Barrow

The northernmost community in the United States

Utqiaġvik 

Population: 4,500

Barrow is the northernmost community in the United States and is located in the Arctic Circle on the Chuckchi and Beaufort Sea coast. It is the largest village on the Arctic Slope with around 4,500 residents.  

Barrow’s climate is cold and dry; winter weather can be extreme with the combination of the below zero temperatures and wind. The annual precipitation is 4.5 inches.

Traditionally, Barrow is known as Utqiaġvik, but in 1825, the town was named after Sir John Barrow of the British Admiralty. Frederick William Beechey, a British Navy Captain gave the village its English name.
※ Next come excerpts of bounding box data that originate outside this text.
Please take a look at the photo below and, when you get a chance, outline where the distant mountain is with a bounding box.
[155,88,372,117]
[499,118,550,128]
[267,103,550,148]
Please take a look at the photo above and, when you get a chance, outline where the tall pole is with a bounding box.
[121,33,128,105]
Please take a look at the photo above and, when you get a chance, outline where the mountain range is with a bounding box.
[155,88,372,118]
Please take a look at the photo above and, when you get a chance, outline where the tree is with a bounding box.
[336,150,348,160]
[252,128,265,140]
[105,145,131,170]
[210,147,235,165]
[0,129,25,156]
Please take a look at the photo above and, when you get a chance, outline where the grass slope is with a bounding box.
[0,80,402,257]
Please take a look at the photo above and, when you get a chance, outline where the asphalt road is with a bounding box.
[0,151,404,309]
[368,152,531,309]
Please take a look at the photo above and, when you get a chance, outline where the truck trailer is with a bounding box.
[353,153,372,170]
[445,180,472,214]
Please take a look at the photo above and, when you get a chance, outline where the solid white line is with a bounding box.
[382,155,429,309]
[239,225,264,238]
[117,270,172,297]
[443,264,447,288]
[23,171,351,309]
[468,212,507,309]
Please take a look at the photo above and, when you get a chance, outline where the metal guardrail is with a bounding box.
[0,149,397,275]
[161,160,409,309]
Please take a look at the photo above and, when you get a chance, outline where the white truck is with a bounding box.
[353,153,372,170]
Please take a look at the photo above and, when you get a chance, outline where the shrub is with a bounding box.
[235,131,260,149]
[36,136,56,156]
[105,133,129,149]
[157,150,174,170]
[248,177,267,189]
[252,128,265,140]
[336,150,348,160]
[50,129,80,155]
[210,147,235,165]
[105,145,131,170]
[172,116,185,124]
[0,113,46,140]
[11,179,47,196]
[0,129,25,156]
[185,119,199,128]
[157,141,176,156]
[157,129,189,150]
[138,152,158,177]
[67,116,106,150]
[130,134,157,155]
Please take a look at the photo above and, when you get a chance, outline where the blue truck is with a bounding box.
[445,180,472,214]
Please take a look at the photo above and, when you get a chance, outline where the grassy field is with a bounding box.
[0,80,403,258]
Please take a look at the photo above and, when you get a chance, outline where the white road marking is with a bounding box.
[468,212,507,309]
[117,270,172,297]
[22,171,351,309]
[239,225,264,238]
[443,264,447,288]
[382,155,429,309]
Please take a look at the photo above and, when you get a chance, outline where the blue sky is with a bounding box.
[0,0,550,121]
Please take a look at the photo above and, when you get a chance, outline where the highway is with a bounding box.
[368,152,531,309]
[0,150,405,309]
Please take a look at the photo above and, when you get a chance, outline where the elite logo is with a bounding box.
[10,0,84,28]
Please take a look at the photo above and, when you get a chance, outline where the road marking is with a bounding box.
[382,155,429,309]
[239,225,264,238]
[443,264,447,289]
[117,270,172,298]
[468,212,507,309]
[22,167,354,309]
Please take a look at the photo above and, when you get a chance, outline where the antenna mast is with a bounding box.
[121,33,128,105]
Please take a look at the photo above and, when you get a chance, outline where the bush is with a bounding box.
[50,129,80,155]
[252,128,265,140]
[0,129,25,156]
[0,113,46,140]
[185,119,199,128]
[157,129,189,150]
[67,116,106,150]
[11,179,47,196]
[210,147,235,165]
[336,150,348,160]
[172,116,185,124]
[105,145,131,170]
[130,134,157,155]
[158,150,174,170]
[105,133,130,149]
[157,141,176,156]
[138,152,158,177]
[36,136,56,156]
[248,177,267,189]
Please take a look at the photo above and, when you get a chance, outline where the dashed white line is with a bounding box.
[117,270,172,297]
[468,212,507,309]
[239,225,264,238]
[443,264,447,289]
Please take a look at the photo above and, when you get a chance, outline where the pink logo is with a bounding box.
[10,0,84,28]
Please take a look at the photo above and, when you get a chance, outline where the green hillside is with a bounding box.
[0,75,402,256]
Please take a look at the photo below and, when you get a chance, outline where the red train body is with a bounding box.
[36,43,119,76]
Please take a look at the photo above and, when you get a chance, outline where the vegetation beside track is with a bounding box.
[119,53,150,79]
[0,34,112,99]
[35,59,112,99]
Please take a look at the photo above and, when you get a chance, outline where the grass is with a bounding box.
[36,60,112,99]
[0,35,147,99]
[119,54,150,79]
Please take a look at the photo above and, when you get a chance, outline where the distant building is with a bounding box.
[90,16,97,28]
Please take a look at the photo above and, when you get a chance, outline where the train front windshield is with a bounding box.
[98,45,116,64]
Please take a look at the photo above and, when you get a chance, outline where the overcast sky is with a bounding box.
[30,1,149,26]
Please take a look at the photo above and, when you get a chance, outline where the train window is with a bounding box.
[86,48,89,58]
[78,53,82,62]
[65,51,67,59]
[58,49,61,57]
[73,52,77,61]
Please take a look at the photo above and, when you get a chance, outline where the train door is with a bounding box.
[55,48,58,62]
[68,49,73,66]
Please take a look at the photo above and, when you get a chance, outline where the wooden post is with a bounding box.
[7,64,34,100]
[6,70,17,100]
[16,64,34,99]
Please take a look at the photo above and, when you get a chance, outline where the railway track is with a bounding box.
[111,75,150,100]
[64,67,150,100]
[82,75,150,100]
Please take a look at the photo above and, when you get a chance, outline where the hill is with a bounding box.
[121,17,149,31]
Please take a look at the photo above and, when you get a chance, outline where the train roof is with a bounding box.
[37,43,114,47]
At the time, Beechey was plotting the Arctic coastline in search of the Northwest Passage.

An important archaeological and anthropological site discovered in Barrow is the Birnick site, which contains dwelling mounds of a culture believed to have existed between 500-900 A.D. These scientific discoveries are further evidence of the prehistoric culture that populated Alaska’s northernmost coast.

Many in Barrow continue to rely on subsistence hunting, fishing and whaling. Although Barrow is a modern community, the traditional bearded seal skin boats, also known as umiaq, continue to be used today for hunting bowhead whales.

Community amenities include three primary grocery stores, a Wells Fargo branch, a handful of restaurants, and several churches.